Japanese standards for the kata of tuna may seem as arbitrary as the ideal number of spots on a purebred dog, the anthropologist said. Some may have their basis in the facts of tuna biology: If the color of tuna is "off," for example, it may have been feeding on less-than-optimum food in the ocean or may suffer from internal parasites.

"But whether there is an external 'objective' fact behind the evaluation of tuna or not, if Japanese buyers and consumers have clear preferences for certain kinds of tuna, these standards become facts," Bestor emphasized. "American fishermen have to learn what those cultural facts are."

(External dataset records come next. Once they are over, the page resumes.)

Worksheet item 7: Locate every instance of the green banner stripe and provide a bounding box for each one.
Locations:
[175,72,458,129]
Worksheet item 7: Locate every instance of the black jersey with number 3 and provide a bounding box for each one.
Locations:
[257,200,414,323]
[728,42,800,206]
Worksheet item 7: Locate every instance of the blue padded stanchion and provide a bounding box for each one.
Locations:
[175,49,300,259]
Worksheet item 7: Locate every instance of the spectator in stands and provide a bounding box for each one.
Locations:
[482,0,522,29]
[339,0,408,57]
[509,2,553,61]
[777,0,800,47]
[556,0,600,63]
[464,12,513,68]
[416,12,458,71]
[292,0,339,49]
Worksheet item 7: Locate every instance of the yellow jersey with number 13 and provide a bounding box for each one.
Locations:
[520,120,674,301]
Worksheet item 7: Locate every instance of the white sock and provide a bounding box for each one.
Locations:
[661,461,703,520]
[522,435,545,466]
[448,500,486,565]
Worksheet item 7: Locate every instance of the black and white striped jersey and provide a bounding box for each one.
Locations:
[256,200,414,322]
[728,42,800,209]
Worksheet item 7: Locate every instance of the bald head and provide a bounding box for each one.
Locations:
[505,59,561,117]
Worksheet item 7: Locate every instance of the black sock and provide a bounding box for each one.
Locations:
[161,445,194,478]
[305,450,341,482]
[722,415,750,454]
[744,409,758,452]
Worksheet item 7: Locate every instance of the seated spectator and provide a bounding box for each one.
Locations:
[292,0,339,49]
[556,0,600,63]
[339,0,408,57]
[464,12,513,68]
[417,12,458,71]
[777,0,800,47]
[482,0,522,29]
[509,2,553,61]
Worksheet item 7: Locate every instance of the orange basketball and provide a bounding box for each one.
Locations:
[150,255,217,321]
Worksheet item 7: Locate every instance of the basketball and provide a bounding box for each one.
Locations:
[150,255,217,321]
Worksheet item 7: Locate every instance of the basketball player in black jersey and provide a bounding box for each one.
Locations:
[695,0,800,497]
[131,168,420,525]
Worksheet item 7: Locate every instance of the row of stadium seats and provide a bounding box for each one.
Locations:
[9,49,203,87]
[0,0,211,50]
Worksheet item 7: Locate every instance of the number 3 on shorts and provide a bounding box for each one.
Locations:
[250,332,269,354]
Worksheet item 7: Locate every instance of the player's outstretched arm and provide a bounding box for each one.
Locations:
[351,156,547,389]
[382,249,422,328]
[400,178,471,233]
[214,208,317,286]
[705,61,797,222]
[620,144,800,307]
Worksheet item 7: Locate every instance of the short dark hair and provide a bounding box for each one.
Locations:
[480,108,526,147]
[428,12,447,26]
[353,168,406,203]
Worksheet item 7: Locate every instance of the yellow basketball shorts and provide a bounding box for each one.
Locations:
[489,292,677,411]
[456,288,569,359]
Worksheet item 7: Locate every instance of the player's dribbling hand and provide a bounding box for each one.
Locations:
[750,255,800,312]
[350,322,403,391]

This notion is difficult to convey to veteran American fishermen, Bestor said. "Thirty and 40 years ago when some of them started, tuna was sold for cat food at seven cents a pound."

Tuna isn't just cat food anymore, and seafood ranks among the top sources of export income (along with lumber, wheat and commercial aircraft) in U.S. trade with Japan. So the anthropologist reports his findings in the American fisheries trade press.

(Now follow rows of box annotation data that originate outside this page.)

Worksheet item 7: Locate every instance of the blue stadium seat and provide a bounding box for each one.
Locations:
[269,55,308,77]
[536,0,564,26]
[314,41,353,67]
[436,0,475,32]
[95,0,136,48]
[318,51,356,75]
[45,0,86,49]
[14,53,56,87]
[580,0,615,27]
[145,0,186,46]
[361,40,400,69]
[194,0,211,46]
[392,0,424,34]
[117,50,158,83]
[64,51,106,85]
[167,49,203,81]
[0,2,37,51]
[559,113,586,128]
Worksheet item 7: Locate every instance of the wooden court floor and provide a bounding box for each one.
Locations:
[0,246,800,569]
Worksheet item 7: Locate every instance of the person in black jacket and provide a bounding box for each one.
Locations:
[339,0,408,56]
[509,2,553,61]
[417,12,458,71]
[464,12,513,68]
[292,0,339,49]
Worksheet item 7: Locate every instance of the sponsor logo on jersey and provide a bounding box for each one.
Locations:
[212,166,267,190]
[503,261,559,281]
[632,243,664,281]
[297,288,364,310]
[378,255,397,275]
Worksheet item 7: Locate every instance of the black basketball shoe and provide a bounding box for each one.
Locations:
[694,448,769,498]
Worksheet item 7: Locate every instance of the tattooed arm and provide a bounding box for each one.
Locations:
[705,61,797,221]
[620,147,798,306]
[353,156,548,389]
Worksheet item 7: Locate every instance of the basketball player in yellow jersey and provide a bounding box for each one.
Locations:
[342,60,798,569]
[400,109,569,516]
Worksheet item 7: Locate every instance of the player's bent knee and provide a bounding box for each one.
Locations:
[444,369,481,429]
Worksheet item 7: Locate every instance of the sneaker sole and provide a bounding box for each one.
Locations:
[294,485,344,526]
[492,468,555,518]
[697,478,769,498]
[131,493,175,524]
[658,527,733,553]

He also guides U.S. trade missions to Japan and Korea. In one mission last year with representatives of 12 American seafood suppliers, two-thirds had never done business with Asian buyers before and they were eager to explore what potential customers wanted.

"The American suppliers saw that the Japanese buyers weren't kidding. Tokyo is full of perfect seafood, and if they are going to compete, they have to meet the standards. This is not a scheme to beat the prices down. This is the search for highly uniform products that meet the ideal of perfection."

Bestor didn't start out to practice "applied anthropology." His interest in the strategies people use to maintain equitable and stable social order in highly competitive economic environments originally led him to the Tsukiji market. In research funded by the National Science Foundation, he studied the time-tested system of seafood auctions and sales that occupy 60,000 sellers and buyers every business day and feed 22 million residents of metropolitan Tokyo.

Then he began to learn why American seafood has trouble in Japanese markets. Bestor heard complaints of Alaska salmon scarred by pitchfork handling and California lobster tails so varied in size that they would have caused an envious uproar at the Japanese wedding banquet. ("Lobster claws are never served because they resemble scissors, and it's bad form to mention anything that can cut at a wedding," he said.)

Subsequent research in Japanese seafood markets and in American fisheries, as well as his education and outreach efforts, are supported in part by the New York Sea Grant Institute. Teaching at Cornell, he covers urban markets and the organization of food supplies in the course "Anthropology of the City." He also leads an Anthropology Department freshman writing seminar on food and culture, "You Are What You Eat."

"If I can improve Americans' understanding of what is expected from exported seafood and help build trusting, balanced trading relationships where profits are more evenly distributed, I'll be happy," Bestor said.

In the meantime, he added "I've learned where to get the best sushi in Tokyo at 5 a.m."